Accanto alla parete di ingresso su cui - come tanti foglietti volanti - sono raccolti alcuni schizzi (a dire che ci troviamo innanzitutto di fronte ad uno che disegnava d'istinto, per soddisfare una voglia, un bisogno urgente) il visitatore è messo subito di fronte ad alcune impressionanti tavole a colori (tra cui Pompeo, Donna sullo Squalo, Betta con Leopardo). Poi - girato l'angolo - un pannello con alcuni disegni di Paz bambino che illustra la fiaba di Pinocchio. Ad una prima occhiata niente di particolare: "Andrea Pazienza, 1959" recita la didascalìa. Eppure basta fare mente locale per un attimo e pensare che sono disegni di un bambino di tre anni e mezzo per restare a bocca aperta.

La mostra raccoglie tantissime opere, alcune inedite. Tutti i suoi personaggi, gli acquarelli del padre, i frammenti di un enorme pannello disegnato per una manifestazione poi subito distrutto ed infine due video.
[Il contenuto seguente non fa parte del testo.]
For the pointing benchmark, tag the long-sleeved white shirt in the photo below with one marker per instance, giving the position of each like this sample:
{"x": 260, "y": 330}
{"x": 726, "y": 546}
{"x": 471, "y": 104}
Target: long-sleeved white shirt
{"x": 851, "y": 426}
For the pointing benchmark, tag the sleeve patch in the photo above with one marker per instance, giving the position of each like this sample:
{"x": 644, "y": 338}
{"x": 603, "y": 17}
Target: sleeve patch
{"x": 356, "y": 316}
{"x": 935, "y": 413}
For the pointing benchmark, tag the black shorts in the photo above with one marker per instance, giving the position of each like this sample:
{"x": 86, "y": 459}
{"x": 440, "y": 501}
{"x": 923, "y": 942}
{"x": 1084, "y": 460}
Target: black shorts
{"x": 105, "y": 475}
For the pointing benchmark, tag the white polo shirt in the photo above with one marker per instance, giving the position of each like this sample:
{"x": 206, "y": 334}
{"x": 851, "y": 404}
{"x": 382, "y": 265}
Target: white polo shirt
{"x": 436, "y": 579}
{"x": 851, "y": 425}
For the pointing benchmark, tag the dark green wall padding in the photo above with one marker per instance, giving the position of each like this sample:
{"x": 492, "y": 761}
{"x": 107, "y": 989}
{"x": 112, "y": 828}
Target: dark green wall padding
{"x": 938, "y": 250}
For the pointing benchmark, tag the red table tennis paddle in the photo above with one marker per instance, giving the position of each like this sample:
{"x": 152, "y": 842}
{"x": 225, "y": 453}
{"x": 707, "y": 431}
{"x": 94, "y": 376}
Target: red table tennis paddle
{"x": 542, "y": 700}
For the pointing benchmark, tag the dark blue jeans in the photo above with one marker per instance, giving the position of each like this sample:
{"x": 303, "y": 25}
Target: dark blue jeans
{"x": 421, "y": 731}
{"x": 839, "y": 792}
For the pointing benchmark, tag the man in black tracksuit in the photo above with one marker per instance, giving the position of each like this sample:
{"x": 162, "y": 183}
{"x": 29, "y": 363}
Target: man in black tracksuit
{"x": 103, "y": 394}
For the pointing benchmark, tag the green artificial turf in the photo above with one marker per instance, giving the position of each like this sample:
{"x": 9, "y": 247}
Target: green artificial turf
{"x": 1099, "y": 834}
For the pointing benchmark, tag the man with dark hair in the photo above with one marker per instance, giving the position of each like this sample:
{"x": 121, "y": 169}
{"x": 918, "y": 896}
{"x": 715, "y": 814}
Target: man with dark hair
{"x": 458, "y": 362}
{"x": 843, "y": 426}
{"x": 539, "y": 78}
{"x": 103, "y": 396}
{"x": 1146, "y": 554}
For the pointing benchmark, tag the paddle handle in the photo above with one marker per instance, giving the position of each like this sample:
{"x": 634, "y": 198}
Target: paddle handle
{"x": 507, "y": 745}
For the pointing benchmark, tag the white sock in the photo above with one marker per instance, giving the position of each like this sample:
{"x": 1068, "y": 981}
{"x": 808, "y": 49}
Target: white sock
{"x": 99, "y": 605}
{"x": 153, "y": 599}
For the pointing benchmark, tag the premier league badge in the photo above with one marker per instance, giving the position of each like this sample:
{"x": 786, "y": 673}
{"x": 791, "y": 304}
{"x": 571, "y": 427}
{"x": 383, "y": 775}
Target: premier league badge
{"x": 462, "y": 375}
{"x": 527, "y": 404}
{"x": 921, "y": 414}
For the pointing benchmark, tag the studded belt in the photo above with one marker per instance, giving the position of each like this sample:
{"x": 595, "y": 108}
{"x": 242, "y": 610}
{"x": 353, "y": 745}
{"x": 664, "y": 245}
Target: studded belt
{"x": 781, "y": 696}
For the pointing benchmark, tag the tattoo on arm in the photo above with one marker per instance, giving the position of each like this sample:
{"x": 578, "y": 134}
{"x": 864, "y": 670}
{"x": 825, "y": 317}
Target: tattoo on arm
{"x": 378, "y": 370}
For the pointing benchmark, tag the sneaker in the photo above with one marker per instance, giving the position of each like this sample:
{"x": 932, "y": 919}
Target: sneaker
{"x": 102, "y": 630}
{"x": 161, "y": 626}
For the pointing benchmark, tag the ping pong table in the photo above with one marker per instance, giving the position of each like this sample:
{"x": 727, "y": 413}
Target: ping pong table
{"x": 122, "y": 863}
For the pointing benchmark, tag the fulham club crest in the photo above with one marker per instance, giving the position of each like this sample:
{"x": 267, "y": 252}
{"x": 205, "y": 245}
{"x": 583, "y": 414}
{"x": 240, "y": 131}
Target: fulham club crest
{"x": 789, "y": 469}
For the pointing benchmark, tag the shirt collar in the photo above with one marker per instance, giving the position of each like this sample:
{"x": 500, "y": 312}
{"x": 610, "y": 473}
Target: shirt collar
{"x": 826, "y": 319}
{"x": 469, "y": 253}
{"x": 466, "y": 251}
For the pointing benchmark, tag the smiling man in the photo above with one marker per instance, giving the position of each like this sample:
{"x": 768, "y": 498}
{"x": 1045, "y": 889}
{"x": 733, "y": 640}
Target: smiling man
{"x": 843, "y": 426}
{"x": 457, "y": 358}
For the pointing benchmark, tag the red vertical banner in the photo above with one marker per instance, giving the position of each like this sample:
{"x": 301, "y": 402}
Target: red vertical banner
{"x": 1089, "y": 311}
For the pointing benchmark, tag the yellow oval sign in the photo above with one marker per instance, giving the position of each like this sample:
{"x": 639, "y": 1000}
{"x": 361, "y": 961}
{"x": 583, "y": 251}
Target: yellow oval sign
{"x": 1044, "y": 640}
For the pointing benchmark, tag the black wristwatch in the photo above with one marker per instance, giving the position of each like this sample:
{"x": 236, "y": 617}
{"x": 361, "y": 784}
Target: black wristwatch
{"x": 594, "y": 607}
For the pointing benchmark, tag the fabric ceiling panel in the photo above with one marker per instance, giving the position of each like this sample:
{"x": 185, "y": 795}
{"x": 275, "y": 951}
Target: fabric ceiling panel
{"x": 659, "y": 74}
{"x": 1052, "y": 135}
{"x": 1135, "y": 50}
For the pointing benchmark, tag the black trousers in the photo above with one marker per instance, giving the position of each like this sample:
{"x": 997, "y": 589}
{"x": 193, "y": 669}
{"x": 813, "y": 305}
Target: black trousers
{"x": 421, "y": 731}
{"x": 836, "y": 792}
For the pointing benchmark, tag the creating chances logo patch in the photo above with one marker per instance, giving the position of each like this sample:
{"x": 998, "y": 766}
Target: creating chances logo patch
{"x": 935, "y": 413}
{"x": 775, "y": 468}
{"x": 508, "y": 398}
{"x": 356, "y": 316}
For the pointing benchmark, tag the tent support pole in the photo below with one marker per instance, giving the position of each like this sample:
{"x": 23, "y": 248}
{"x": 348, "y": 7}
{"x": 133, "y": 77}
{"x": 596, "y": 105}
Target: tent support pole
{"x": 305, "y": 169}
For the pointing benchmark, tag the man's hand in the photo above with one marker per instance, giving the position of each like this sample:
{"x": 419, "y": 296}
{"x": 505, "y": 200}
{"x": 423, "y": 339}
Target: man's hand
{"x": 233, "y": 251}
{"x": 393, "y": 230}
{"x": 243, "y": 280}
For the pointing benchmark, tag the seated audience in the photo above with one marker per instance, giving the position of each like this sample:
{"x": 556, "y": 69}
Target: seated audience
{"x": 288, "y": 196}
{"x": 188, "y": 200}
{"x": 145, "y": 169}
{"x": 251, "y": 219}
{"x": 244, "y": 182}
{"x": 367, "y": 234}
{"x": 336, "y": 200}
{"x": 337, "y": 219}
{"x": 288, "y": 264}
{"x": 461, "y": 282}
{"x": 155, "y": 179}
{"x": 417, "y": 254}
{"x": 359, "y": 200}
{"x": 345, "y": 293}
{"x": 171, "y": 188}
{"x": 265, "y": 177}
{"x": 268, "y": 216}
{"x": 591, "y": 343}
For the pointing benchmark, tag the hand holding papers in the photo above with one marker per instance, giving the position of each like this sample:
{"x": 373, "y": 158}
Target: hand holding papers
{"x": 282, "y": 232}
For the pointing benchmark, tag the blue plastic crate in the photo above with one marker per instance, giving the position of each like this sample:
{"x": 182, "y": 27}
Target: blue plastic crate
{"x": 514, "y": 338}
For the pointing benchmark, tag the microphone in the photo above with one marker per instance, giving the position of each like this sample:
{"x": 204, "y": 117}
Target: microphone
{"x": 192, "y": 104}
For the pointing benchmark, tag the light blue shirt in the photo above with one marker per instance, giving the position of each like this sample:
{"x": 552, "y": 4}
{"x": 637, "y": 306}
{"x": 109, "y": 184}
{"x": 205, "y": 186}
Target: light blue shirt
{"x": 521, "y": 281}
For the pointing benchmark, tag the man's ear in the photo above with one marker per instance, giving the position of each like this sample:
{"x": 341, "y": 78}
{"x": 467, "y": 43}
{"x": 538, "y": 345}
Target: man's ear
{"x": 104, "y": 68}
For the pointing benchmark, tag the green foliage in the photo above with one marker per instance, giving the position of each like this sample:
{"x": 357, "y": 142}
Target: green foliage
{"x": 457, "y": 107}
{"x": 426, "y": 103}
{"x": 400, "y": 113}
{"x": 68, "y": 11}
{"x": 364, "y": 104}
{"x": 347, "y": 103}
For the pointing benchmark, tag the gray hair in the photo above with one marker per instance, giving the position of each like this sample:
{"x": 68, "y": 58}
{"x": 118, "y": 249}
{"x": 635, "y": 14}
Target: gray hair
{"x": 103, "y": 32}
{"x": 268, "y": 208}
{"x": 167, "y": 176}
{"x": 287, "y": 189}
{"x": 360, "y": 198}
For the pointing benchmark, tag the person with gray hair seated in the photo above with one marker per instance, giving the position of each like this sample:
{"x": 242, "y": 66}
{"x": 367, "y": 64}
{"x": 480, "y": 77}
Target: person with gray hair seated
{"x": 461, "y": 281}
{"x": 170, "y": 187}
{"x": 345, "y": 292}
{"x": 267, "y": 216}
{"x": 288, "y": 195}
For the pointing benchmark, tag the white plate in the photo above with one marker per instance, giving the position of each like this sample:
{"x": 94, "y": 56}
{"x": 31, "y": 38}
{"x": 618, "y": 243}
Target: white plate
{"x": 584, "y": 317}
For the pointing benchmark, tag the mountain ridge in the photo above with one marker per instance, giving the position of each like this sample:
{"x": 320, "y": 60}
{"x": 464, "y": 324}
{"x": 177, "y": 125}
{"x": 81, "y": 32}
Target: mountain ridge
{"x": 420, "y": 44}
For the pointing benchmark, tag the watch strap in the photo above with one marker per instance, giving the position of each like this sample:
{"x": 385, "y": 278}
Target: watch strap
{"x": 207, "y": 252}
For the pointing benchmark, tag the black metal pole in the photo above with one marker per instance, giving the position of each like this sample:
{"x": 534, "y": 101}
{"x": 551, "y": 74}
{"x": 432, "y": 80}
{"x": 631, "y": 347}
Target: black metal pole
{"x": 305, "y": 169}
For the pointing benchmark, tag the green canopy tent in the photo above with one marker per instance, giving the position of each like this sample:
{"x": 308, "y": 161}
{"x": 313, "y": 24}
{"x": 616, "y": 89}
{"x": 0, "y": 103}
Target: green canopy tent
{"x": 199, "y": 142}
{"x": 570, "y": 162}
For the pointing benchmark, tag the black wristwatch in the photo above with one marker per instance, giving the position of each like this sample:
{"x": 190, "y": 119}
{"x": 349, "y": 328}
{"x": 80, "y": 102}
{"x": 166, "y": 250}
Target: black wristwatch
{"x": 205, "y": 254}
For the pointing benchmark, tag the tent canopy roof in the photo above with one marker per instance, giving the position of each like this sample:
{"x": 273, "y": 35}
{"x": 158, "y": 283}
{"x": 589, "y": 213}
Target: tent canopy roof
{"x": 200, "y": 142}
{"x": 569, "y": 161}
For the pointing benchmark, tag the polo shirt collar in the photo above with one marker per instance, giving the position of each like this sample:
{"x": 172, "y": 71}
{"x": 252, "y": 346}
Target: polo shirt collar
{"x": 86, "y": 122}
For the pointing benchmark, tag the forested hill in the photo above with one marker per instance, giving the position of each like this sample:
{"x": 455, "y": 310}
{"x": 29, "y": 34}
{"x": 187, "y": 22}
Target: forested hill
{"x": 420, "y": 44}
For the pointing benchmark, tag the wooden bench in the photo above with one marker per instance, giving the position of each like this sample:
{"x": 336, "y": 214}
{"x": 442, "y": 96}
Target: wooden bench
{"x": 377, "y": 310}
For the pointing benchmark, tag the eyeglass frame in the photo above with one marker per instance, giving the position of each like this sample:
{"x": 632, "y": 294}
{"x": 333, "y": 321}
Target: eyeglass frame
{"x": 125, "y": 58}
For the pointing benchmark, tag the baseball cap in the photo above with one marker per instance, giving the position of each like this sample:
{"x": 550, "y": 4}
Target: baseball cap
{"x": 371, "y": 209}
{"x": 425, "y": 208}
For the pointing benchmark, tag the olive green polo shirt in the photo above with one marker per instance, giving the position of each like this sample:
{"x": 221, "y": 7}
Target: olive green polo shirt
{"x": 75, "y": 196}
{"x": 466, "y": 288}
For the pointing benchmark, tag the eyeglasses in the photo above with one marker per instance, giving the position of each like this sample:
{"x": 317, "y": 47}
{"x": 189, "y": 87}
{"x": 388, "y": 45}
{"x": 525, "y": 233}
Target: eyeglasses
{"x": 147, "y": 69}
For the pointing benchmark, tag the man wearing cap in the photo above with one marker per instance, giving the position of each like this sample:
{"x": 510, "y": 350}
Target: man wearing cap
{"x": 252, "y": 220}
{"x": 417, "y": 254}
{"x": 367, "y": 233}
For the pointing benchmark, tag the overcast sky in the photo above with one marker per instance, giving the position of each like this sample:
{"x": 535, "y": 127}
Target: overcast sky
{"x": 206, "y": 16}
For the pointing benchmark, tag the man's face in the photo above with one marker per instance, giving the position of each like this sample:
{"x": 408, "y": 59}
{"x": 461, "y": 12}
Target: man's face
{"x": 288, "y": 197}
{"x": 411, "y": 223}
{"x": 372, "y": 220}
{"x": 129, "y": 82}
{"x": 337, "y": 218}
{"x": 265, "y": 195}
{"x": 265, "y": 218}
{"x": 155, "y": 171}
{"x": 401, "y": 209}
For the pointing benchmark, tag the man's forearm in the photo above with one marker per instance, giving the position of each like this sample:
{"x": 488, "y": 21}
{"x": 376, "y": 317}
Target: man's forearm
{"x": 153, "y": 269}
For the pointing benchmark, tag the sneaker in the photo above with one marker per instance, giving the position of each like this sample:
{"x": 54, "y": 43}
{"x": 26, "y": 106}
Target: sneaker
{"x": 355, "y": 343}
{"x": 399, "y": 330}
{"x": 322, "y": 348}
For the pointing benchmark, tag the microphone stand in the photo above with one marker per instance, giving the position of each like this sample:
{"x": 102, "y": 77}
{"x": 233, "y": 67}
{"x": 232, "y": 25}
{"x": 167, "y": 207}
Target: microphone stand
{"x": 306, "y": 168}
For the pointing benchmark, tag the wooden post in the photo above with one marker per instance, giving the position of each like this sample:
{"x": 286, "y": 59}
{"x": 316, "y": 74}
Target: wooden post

Le già citate riprese del disegno sul muro (qualità pessima, esisterà un originale in buono stato, vero?!) ed un illuminante collage di interviste da cui traspare un Paz incredibilmente vicino che spiega - incontenibile - che "io mangio tutti i giorni ma gli editori mi pagano dopo mesi" (come non ricordare la sua frase "Ho sempre pensato ai soldi subito prima e subito dopo aver disegnato qualcosa, mai durante"?), che si sistema sulla sedia, incapace di stare fermo di fronte ad un attonito intervistatore e che - alla richiesta di disegnare quello che voleva - rappresenta un emozionante Zanardi che guarda terrorizzato qualcosa di terribile oltre il foglio, attorniato da mostri feroci.

E chi di noi non avrebbe voluto farlo, se ne fosse stato capace?